Mulder's voice took on a suspicious cast. "Did you have a nightmare, too? Just now? Is that why you answered so quickly?"
Damn. Too good a guesser by half. She should have known that what she could do, he could do better. Now what? "Mulder, what does that have to do with anything?"
Her partner was suddenly intent, his tone the sharply focused one usually reserved for crucial questions in a case. "Tell me if you died in it."

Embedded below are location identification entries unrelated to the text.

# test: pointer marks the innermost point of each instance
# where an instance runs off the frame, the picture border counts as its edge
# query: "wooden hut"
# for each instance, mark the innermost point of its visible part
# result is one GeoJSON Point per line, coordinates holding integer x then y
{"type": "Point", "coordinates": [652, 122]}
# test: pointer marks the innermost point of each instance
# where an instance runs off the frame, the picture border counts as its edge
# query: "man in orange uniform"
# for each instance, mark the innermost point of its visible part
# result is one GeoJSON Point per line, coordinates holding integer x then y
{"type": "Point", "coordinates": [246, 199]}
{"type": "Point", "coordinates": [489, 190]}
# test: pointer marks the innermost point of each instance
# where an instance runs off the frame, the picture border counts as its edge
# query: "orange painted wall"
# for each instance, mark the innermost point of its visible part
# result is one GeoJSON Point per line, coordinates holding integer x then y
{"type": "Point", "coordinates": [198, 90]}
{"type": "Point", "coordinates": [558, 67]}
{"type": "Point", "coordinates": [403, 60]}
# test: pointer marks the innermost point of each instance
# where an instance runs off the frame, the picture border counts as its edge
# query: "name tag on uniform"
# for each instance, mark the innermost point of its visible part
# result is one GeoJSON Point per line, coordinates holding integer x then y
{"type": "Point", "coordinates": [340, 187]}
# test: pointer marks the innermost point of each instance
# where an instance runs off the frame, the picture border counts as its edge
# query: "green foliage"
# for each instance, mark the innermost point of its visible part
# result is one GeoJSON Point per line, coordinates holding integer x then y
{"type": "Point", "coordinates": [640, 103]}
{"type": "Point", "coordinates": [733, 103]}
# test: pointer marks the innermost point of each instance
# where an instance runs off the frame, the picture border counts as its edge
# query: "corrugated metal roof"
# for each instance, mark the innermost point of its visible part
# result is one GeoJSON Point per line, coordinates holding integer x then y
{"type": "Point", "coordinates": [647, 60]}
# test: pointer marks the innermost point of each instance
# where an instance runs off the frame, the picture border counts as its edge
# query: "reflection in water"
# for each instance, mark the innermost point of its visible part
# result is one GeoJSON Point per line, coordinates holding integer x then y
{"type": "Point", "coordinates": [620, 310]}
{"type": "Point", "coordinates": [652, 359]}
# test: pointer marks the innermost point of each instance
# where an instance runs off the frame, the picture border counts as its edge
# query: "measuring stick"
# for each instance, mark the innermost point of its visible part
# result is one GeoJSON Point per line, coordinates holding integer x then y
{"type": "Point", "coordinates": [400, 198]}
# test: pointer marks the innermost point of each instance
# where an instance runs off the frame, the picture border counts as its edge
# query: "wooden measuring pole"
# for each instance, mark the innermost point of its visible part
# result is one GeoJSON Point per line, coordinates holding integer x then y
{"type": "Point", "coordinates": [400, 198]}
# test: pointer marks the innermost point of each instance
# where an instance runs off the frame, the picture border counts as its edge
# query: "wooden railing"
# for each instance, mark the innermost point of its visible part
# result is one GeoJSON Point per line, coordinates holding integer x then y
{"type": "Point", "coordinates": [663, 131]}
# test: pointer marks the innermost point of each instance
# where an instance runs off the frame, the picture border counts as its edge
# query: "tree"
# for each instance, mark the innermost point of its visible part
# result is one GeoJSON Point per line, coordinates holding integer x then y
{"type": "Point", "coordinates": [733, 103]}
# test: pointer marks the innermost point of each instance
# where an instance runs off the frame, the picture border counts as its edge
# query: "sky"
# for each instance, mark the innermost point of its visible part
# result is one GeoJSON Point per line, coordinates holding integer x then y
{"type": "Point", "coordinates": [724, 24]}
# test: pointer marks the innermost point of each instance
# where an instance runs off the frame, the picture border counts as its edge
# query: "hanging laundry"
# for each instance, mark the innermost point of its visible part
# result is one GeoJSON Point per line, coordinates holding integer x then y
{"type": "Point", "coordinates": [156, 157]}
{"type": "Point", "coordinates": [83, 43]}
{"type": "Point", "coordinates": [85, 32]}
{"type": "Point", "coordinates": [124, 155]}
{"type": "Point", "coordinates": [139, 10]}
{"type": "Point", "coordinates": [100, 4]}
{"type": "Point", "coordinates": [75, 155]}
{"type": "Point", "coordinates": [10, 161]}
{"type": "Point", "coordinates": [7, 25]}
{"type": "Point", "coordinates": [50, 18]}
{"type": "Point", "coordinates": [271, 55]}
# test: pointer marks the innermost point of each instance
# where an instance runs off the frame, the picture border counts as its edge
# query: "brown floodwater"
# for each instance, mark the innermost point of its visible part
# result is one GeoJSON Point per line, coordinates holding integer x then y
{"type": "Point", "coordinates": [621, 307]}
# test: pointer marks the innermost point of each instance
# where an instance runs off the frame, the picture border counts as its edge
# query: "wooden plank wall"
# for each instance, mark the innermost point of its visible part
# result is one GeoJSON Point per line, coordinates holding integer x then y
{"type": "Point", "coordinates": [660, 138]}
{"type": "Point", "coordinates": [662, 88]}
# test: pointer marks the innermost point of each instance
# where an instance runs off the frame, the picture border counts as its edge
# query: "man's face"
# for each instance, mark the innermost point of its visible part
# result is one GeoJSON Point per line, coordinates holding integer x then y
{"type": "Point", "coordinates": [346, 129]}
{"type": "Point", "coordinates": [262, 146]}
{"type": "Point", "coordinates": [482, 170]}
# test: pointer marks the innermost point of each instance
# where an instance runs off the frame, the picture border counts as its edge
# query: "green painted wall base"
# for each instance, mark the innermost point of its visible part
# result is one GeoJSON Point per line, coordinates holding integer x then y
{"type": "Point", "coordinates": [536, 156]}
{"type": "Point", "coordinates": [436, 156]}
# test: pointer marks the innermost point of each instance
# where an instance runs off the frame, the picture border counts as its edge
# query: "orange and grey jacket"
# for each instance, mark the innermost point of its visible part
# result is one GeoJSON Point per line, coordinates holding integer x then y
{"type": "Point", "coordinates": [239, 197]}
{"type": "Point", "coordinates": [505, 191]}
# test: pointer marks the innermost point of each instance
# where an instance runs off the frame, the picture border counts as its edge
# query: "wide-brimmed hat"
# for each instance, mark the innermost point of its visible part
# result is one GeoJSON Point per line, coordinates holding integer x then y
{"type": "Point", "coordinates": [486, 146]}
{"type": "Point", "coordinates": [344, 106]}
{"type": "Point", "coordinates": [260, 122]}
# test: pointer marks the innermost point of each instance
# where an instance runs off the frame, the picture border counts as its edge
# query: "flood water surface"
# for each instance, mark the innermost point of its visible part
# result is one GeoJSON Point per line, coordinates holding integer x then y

She hadn't expected that. Was he trying to compare their dreams? What use would that be? "No. Not that I noticed." It was an effort to keep the shielding sarcasm low-key.
"Did I die?" If anything, the intensity had increased.
For a moment Scully kept silent, seeing the glint of metal in moonlight, and hearing... "I wasn't actually watching when the gun went off," she finally said. Then into his silence she added, "I'll see you tomorrow, Mulder. Goodnight."
"Scully, I want you to tell me about that dream tomorrow, okay? Write it down if you have to. Please?"
He refused to say goodnight until she had reluctantly promised. Scully hung up with a sense of having been tricked; the last thing she wanted to discuss with her partner was his suicide attempt in her dreams.
It's not like there was anything unusual in partners having mutual anxiety dreams.
Certainly nothing warranting investigation.
But it took her well over an hour to fall asleep again.